In 1985, a radiation therapy machine called the Therac-25 began delivering lethal radiation overdoses to cancer patients. Between June 1985 and January 1987, at least six patients received doses many times the prescribed amount; several died as a result - others were seriously injured. The story is a fixture of software engineering ethics courses usually told as a tale of race conditions and bad code. That telling misses the point.

The same software bug existed in the previous model - the Therac-20 - a fact only confirmed two months after the FDA recall when a physicist reproduced the race condition on a Therac-20 and watched a hardware fuse blow harmlessly. The Therac-20 never killed anyone. The difference was that the Therac-20 had hardware interlocks that mitigated the consequences of the error - physical fuses that blew when the machine entered an unsafe state, regardless of what the software thought it was doing. AECL removed those interlocks when designing the Therac-25 choosing to rely on software checks instead. Nancy Leveson and Clark Turner’s 1993 IEEE investigation, which remains the foundational source on these events, identified two motivations for the decision: cost reduction, and what they described as “perhaps misplaced” faith in software over hardware reliability. The bug was identical. The consequences were not.

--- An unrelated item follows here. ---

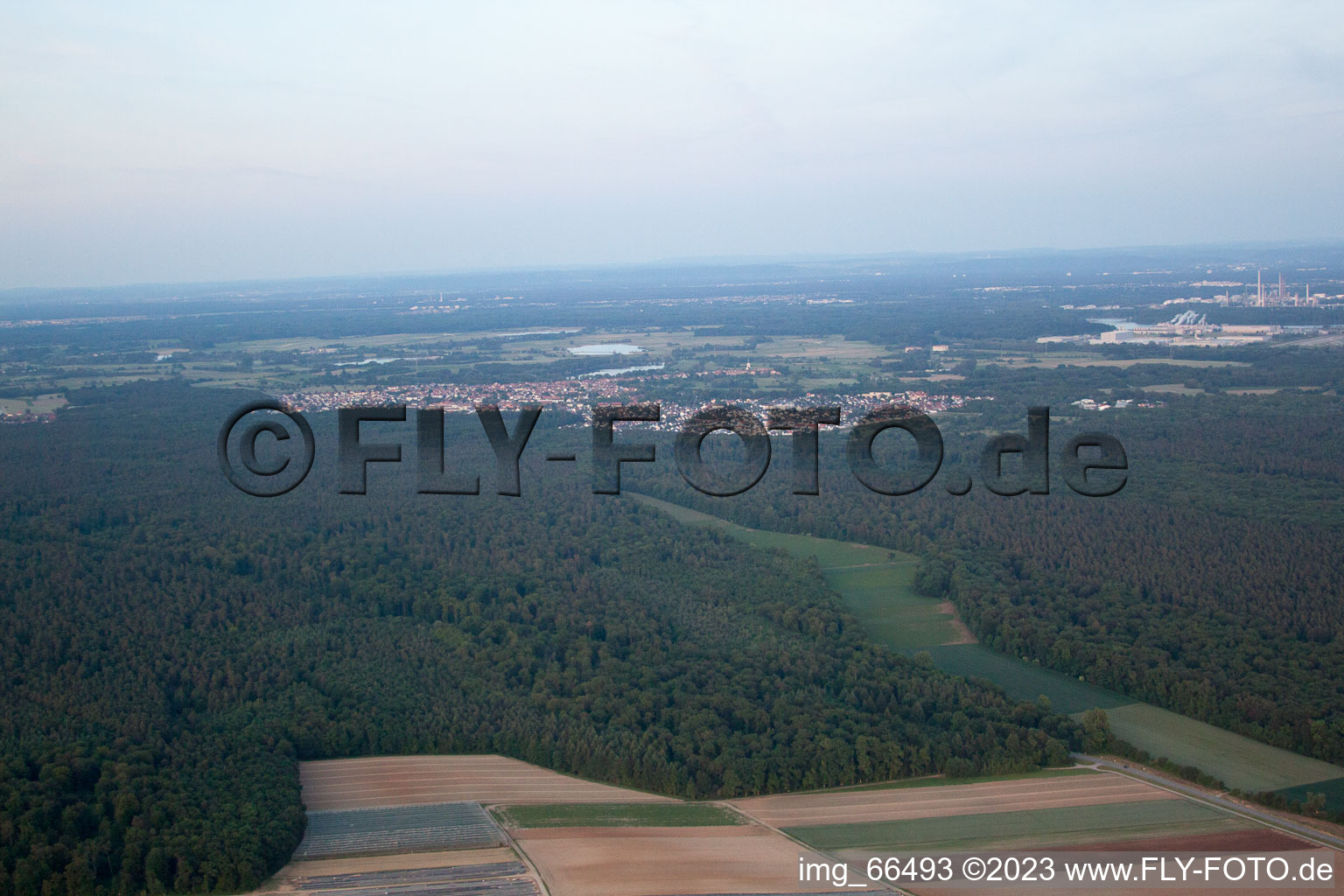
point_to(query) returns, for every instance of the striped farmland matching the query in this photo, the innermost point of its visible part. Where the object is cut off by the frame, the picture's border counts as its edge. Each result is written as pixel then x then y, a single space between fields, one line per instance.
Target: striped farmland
pixel 398 830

I want to argue that we are about to repeat this exact mistake with AI, at vastly larger scale, and that the structure of the mistake is worth understanding precisely.

What determinism actually means

Determinism, in programming, is the property that the same input always produces the same output. A pure function - given the same arguments - gives the same result every time, forever. This is a property we can verify if we have access to the function’s internals or unlimited capacity to test every possible input in every condition.

Most of what we build is not pure functions. Most of what we build is systems composed of functions, integrated by humans, deployed into environments shaped by other humans. The moment a human is in the loop - designing, integrating, operating - the system stops being deterministic in any meaningful sense. The function is deterministic. The system is not.

This is not a controversial claim. It is the entire reason testing exists. Testing is a process of reducing uncertainty in systems whose behavior we cannot fully predict from their components. If software were deterministic in any practical sense, testing would be unnecessary. The Therac-25 was tested. The Therac-20 was tested. Neither test caught the race condition. The Therac-20 had hardware interlocks anyway - and that is the move worth understanding precisely. The interlock did not make the Therac-20 deterministic. Nothing makes a complex human-built system deterministic. The interlock made the consequences of the system’s non-determinism survivable. This is the distinction the rest of this essay rests on: reliability is a claim about how often a system gets the right answer; survivability is a claim about what happens when it gets the wrong one. They are not the same property, they are not interchangeable, and almost every confused conversation about AI safety conflates them.

Where LLMs sit on this spectrum

LLMs are not just non-deterministic in the sense that any complex system is non-deterministic. They are non-deterministic in a stronger and stranger sense: even their creators cannot tell you what output a given input will produce. The output is not random - there is structure, there is statistical regularity, there is something that resembles reasoning - but the relationship between input and output is not inspectable in the way a function’s body is inspectable. No amount of testing will surface every failure mode, because the input space is effectively infinite and the model’s internal state is opaque.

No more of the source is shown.